Sure, if we create just a couple of versions all of which are perfect, this is a non-issue, but let's be real, those apps don't exist. So how do you deal with these issues if you still want to keep offline support? Do you use service workers at all? Let me know!

Top comments (8)

leob profile image
leob • Edited

Great points, that sounds like an instance of "have your cake but not be able to eat it" ... I don't have real hands-on experience with this kind of stuff, but it sounds like you really have to force your users to upgrade, at least in case of "major" upgrades, I think there are also native apps which do that:

"Sorry, but your app version is incompatible with our services, please click HERE to upgrade ..."

So, on app startup, but also at strategic places after that, I'd do a version check "is this frontend app compatible with the current backend API" and then show a link or button which they have to click to upgrade. Make it mandatory only for "major" upgrades.

sebastijandumancic profile image
Sebastijan Dumancic

That's a good point, I wanted to touch on that but forgot. Updated in the article, thanks :)

Issue is that you HAVE to have event that check 100% done right in the first version that hits the web, otherwise you risk caching users to the version without the check. That's the issue actually - when you release a major upgrade, you are not sure that everyone is seeing this upgraded app when they are opening the app for the first time after some time.

leob profile image

Haha that's absolutely right, that check has to be there and working perfectly in version 1.0 of your app ... I think this should be mentioned in EVERY article or tutorial that touts the benefits of PWAs. And you're right that an "old fashioned" web site (not a 'PWA' or an 'app') doesn't have these issues!

dar5hak profile image
Darshak Parikh

While I don't have much experience in this, I think a conservative approach would work here:

  1. Release v1.0 without any service worker. (Honestly, we haven't reached a time when everyday people complain about the lack of one.)
  2. Observe the rate at which changes come. This is a curve that flattens over time.
  3. Identify the resources which make good candidates to cache. These are things that you can afford to have old versions of, like icons, fonts and non-critical styles.
  4. Write a service worker to cache only these resources and release it. Do display the refresh prompts to users. This stage is meant to test the service worker itself once your core functionality is relatively stable.
  5. Once you know that your service worker is robust enough to handle updates smoothly, add more resources to cache.
  6. Iterate.
sebastijandumancic profile image
Sebastijan Dumancic

While I agree with your process, caching static assets is solved years ago with server-side caching and cache busting works flawlessly for serving new content when it's available without falling back to old ones first. The issue with offline support for SW is that it's all or nothing, and not caching specific assets. That should be handled by the server, not the browser, either way. Let me know if I'm understanding something wrong about SW config :) Thanks for the comment!

dar5hak profile image
Darshak Parikh • Edited

Caching using headers is indeed a breeze, but it falls short in two scenarios:

  • When a user has zero internet connectivity, the site won't load unless every resource is cached. (Not tested, but I'm fairly sure.)
  • You cannot control cache headers when serving from a static host like GitHub Pages or Surge.

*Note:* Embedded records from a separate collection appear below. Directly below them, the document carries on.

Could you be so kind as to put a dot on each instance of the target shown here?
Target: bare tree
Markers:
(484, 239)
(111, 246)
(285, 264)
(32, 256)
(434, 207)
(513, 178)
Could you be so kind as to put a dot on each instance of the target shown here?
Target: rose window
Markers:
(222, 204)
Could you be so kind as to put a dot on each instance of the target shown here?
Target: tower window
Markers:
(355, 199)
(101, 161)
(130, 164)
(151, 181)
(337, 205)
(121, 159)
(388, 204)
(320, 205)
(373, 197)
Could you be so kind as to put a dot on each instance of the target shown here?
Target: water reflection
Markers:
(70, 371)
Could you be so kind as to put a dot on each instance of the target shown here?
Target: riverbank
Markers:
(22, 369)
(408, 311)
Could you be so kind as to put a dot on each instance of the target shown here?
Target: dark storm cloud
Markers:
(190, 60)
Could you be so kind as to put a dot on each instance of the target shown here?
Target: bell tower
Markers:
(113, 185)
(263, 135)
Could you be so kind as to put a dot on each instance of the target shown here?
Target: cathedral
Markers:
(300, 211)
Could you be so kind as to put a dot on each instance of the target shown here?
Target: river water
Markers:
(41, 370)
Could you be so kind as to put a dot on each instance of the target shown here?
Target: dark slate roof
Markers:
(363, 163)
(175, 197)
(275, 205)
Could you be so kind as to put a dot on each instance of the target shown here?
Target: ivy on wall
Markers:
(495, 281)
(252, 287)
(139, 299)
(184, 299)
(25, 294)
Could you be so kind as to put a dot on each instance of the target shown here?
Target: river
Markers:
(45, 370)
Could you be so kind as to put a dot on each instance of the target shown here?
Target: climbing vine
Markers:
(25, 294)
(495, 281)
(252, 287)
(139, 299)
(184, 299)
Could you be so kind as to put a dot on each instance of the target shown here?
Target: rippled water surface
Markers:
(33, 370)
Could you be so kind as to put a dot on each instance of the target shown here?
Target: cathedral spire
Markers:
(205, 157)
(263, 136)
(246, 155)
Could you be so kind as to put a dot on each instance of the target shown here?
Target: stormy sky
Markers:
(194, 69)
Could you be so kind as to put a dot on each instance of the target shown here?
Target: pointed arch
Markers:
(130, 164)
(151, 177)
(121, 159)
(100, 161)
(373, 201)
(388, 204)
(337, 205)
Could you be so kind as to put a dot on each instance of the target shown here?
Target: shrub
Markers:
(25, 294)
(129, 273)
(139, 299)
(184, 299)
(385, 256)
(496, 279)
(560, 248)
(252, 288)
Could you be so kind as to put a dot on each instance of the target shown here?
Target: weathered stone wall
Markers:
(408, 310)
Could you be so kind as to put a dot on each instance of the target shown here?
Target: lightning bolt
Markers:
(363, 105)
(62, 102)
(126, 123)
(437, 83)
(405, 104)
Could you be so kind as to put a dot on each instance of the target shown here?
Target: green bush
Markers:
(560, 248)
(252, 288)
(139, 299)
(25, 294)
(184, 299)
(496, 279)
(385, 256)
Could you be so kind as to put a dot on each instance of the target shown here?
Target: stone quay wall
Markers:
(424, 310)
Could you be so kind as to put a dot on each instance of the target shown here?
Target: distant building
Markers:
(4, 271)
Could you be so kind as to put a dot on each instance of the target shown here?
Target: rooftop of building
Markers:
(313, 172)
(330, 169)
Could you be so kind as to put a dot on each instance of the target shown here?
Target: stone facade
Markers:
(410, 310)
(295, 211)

Service workers offer a lower-level caching mechanism that can bypass these limitations.

That said, if you can control your headers and don't plan on offline access (but are caching for perf improvement), headers are the way to go.

jwp profile image
John Peters

I don't know how Adobe's PDF viewer, and Google Chrome do this but; it's all silently done in the background unless we turn it off. I feel following this solution is the best way forward.

sebastijandumancic profile image
Sebastijan Dumancic

Any links for the approach you're talking about? Thanks!